Quando giunse a Roma in una torrida mattinata dell’ agosto 1998, molti si chiesero chi fosse quell’aitante giovanotto dalla folta chioma bionda. Il figlio segreto di Caniggia?Forse, del resto erano entrambi argentini. Ma no, le età non collimavano. Allora forse era un attore. Magari aveva dimenticato di scendere alla fermata Cinecittà. E invece no. Gustavo Javier Bartelt era davvero un calciatore,attaccante per la precisione.
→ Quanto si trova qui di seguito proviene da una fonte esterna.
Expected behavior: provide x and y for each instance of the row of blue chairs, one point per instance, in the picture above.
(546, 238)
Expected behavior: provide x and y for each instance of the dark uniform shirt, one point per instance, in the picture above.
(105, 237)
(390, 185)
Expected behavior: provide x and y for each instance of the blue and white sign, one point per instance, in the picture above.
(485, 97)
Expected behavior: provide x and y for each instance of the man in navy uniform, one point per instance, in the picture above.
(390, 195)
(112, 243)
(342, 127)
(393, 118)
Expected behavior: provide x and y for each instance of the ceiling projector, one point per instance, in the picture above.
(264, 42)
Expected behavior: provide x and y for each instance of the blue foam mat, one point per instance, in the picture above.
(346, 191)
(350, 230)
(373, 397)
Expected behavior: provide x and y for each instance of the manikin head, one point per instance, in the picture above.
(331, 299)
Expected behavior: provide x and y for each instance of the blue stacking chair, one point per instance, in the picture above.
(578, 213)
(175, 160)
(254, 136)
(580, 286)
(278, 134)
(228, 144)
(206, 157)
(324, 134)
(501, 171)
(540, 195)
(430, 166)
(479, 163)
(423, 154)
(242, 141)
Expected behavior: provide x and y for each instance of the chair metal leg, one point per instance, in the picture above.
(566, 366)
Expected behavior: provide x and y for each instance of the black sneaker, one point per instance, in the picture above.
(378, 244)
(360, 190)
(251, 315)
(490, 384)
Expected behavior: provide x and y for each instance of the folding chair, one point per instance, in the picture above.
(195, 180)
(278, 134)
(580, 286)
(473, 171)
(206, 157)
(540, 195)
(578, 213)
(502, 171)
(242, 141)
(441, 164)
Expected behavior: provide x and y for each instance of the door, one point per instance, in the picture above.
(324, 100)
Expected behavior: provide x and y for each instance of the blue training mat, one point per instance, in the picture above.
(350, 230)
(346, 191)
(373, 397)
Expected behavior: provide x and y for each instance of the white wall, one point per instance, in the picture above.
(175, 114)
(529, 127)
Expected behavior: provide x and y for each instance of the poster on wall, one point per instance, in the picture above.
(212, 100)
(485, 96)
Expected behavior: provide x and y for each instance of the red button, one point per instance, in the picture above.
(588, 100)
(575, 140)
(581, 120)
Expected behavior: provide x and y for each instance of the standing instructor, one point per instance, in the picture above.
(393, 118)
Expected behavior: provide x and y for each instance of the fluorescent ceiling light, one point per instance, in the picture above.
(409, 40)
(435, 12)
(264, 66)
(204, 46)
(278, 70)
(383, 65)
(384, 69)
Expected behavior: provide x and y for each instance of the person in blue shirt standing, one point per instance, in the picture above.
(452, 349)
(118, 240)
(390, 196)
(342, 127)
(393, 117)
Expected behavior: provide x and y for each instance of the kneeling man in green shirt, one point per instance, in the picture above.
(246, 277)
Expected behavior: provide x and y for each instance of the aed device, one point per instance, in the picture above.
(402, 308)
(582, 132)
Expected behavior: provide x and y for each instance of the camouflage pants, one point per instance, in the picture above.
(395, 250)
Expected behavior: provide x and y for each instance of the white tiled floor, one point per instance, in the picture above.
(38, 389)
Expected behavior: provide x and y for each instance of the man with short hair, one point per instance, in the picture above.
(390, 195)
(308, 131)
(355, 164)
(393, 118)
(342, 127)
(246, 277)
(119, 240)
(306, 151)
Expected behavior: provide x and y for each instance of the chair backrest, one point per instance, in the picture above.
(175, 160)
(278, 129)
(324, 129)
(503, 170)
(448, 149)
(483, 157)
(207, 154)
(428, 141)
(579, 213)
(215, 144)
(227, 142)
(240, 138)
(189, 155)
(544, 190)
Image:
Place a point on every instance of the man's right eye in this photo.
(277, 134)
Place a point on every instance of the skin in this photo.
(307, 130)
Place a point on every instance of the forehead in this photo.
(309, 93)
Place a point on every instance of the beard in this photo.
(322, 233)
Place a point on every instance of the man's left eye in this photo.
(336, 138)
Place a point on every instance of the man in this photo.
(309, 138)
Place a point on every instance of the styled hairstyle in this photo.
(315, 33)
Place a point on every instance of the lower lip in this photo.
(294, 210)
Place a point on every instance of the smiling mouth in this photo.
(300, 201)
Ma tutto questo scetticismo nella tifoseria giallorossa era anche giustificato:Bartelt era un ripiego. Da tempo i giornali parlavano di una trattativa tra la Roma e il Monaco per Trezeguet. Sensi le aveva provate tutte per portare il franco-argentino sotto il Cupolone, ma dovette scontrarsi con il NIET della dirigenza monagasca che non voleva cederlo. Stanco di ricevere porte in faccia, il presidente della Roma si buttò su Bartelt. Una scelta infelice, della quale avrà modo di pentirsi.

Ma allora chi era questo nuovo centravanti sconosciuto ai più? Tanto per iniziare era un argentino atipico. Non era poverissimo perchè la sua famiglia apparteneva al ceto medio, che a quelle latitudini può tradursi anche come benestante. Non era neanche cresciuto a pane e pallone, perchè aveva iniziato a giocare a 20 anni, più o meno quando la fase puberale era passata da un pezzo e soprattutto,parallelamente al calcio, aveva intrapreso anche la carriera universitaria: indirizzo lingue.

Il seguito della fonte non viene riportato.